Technorati Tags: Fast Food, Healthy Eating, Tobacco Industry
Obesity Prevention – Why are we Failing
In one of the McKinsey interviews of 2008 with Toby Cosgrove CEO of the Cleveland clinic that focused on innovation item 1 in the list of things that need to be done he stated:
The first is prevention. The only thing we can do to reduce costs, while still improving quality, is to reduce the burden of disease. Forty percent of the premature deaths in the United States are caused by obesity, inactivity, and smoking, all of which ought to be preventable. Two-thirds of the country is overweight and a third is obese. Over the decades I have operated on a lot of patients with lung cancer, and every one of them was a smoker. So a natural starting point is to help people stop smoking and help them lose weight.
It might seem obvious but given the shocking statistics it clearly is not. It is a wonder why society as a whole has not managed to face up to this reality and change behavior adopting a more healthy life style. Hats off to the Cleveland clinic for “walking the talk” as he put it and they:
“stopped hiring smokers”
They received a lot of criticism and no doubt some attempts to combat this with law suits but have stood their ground. I can’t tell you the number of times I have entered a clinical facility through a back entrance past a line of employees, often still in surgical scrubs, smoking. It looks bad and as recently as yesterday I watched with disgust in what I see as concomitant behavior as one smoker tossed the still smoldering remainder butt onto the ground and walked off back into the facility – littering to boot.
But why is it that we still have according to paper prepared by Olivia Thornton, a high school graduate investigating the “Genetics vs. Social and Environmental causes of Obesity” do we still have over 30% of adults in the US obese and a tripling of of number of children who are obese since 1980. The problem is getting worse not better
according to the Center for Disease control (CDC,) 16%, over nine million people aged 6-11 are overweight
And it would be easy for other countries to sit back smugly and remain unconcerned but as the chart below shows this problem is worldwide and all the statistics suggest getting worse:

We are bombarded with adverts and marketing messaging to buy fast food and the circumstance and behavior reminds me of the sale and marketing of cigarettes and tobacco years ago. At that time people knew no better – turns out the tobacco companies did and even used the data to help create a more addictive product by adding and concentrating nicotine in their product. Years later the truth emerged and their complicit behavior was exposed and they have had their hands slapped.
We know that fast food is bad for us and parents around the world try hard ot encourage healthy eating. But I bet that many parents experiences are similar to my own that a home cooked ham burger just “doesn’t taste as good as a #insert favorite fast food brand hamburger here#”.

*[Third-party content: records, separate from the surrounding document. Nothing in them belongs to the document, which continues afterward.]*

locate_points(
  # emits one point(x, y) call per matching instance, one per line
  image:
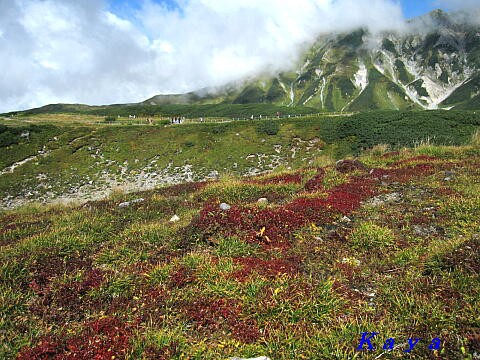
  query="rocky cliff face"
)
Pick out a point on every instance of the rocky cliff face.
point(433, 63)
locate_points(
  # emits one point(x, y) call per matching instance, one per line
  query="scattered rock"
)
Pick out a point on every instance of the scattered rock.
point(424, 231)
point(386, 198)
point(225, 207)
point(346, 166)
point(130, 203)
point(213, 175)
point(175, 218)
point(262, 201)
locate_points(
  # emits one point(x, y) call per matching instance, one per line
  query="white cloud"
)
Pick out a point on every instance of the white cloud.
point(459, 4)
point(77, 51)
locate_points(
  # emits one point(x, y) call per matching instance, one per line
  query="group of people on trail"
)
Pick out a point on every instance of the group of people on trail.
point(177, 120)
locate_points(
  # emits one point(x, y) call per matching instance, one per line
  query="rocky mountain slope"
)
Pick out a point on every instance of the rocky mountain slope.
point(433, 63)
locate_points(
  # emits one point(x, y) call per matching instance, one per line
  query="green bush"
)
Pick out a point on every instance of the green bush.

Here’s my jaundiced view of the problem and the fast food industry. They load everything up with sugar, its added to everything and they do this because sugar is addictive. If they add enough sugar they create an addict relationship with their consumers who find anything without the added sugar bland and unappealing.
Time will tell but it is hard to imagine why the addition of sugar is necessary and I have a hard time explaining the preference of my own family for fast food over better, more healthy and nutritious home cooked equivalents.
What do you think. Is it just my family that prefer fast food or do you have the same problems. Is it a conspiracy of the food industry or is the food industry just better at preparing tasty food. Let me know what you think.